The Institution of Engineering and Technology (IET) 2013 skills survey discovered that only 7% of professional engineers in the UK were women and that this figure has only risen by 2% over the last five years.
This compares with 18% in Spain, 20% in Italy and 26% in Sweden.
The Science and Technology Commons Select Committee is currently studying the progress of female students and academics pursuing science, technology, engineering and maths careers and hearing evidence from education providers.
“We need to increase the flow of young talent into tech and engineering industries and attracting more women is an obvious answer. Currently a large proportion of female Stem graduates (science, technical, engineering and mathematics) are choosing careers in other industries,” said Mr Fletcher.

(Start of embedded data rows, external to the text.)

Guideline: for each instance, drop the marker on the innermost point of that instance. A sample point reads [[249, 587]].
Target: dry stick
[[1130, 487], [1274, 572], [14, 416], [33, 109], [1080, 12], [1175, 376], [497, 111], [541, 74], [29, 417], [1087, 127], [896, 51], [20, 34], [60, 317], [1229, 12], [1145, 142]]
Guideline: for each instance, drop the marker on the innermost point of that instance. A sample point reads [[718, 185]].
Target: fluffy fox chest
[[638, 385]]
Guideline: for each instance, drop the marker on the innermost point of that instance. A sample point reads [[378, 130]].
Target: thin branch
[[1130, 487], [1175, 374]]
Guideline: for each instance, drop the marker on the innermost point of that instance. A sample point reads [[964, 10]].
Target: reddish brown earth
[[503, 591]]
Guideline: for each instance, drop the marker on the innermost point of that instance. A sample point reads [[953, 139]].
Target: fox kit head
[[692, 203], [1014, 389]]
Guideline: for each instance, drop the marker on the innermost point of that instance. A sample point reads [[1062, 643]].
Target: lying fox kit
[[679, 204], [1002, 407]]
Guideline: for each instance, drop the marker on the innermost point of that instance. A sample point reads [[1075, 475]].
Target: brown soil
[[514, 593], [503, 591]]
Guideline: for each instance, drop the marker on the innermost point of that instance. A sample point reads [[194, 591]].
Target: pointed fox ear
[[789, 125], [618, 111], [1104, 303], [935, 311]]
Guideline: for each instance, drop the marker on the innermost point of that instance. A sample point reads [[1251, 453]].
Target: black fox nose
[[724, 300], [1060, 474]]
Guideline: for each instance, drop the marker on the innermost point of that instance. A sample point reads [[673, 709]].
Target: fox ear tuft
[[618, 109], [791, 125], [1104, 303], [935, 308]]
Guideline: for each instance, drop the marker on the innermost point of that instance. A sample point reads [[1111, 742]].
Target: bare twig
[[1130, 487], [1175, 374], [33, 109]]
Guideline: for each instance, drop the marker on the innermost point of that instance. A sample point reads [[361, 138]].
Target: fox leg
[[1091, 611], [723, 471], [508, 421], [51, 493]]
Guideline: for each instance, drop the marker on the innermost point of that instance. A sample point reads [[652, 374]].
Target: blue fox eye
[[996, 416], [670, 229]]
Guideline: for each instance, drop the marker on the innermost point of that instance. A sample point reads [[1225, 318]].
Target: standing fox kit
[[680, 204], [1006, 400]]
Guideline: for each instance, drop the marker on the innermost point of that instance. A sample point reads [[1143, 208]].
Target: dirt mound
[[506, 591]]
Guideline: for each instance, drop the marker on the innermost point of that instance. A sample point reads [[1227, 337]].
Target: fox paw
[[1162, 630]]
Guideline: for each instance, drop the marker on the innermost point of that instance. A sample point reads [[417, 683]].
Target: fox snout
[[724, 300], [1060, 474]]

A report published earlier this year by the Institute of Physics (IOP) found that half of all the co-ed schools in the UK did not put forward a single female student to sit an A-level in physics.
“It seems that Britain’s schools have pigeon holed physics as a ‘boys’ subject which is a notion that needs to be eradicated immediately,” said Mr Fletcher.
Scott Fletcher has been a consistent campaigner for reform of the way computing skills are taught to young people.
“Providing on-the-job apprenticeship training is every bit as vital as finding tech and science graduates. We find time and time again that young people aren’t leaving school with the skills they need to begin a career in a tech industry.
“The IT industry is obviously fluid and businesses need to re-invent themselves every few years. There is no sitting back on past glories in our industry and young talent is the essential fuel for that re-invention,” said Mr Fletcher.